Era, desde luego, o así lo parecía, una historia ilimitada en la que cada rama desarrollaba innumerables brotes, de modo que el ramaje, nunca ultimado por entero, envolvía vistosamente el secreto del tronco. Ángela, además de retornar a menudo a su relato favorito, reflejado en la obra que estaba reparando, se complacía en las múltiples narraciones que le proporcionaban sus lecturas acerca del mito de Orfeo.
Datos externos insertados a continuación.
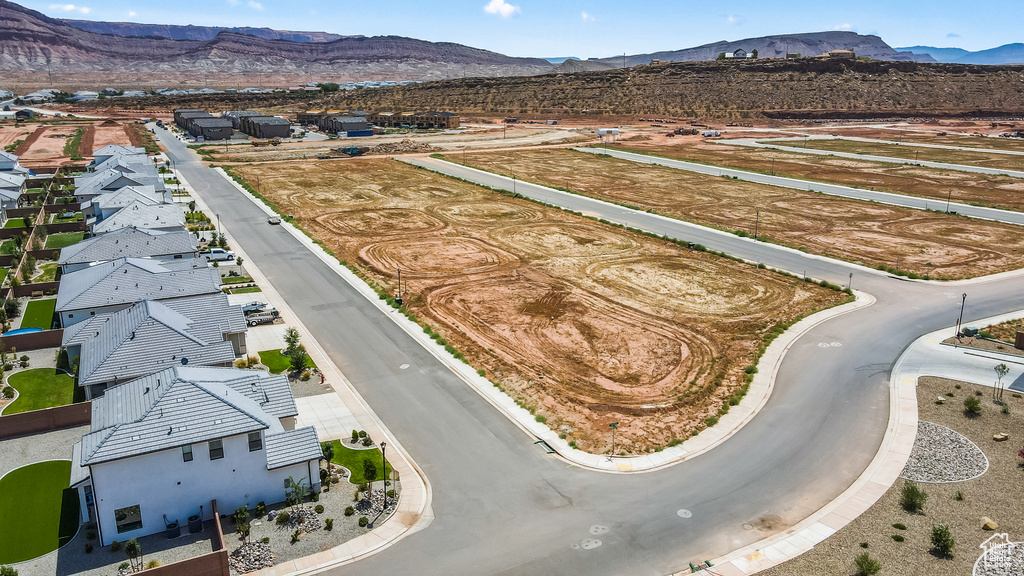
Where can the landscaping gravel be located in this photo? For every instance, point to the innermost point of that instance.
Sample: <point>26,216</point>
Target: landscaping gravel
<point>995,494</point>
<point>940,454</point>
Veía a Orfeo como una singular mezcla de encantador de serpientes oriental y de San Francisco de Asís, capaz de doblegar los árboles y reverdecer las cumbres heladas de los montes y, simultáneamente, como el depositario de una melodía ancestral cuyo poder de fascinación afectaba por igual a hombres y animales. Las hazañas de Orfeo calmando los mares, hechizando los acantilados o durmiendo los dragones eran evidentemente hermosas, pero a Ángela todavía le agradaba más todo aquello que relacionaba a su héroe con la música y el canto.

– Lo que más me gusta de él -decía, para justificar su preferencia- es esa extraña combinación de fuerza y delicadeza. Orfeo no es un bruto, como Hércules y todos esos, sino alguien que ejerce su poder a través de otros recursos, digamos, más elegantes.

Un día descubrió que uno de los oficios de Orfeo en su juventud había sido el de entonar la cantinela que daba el ritmo a los remeros. Para Ángela era un descubrimiento de importancia por cuanto le parecía que ponía de relieve, una parte al menos, del secreto del héroe: el barco se desplazaba y los remeros, con el esfuerzo de su músculo, lograban este desplazamiento pero, para que la nave mantuviera el equilibrio y pudiera seguir el rumbo previsto, era imprescindible que la navegación estuviera presidida por el ritmo. Orfeo, según ella, era sobre todo el poseedor más exquisito de la esencia del ritmo en esta posesión se hallaba la clave de su influencia sobre la naturaleza y sobre los hombres.

– Nos haría falta que Orfeo estuviera aquí -concluía, en ocasiones, Ángela.

Víctor asentía. Puede que Ángela tuviera razón. Desconocía la eficacia que podían tener los poderes del músico, aunque, de todos modos, la ciudad no era un mal sitio para los encantadores de serpientes.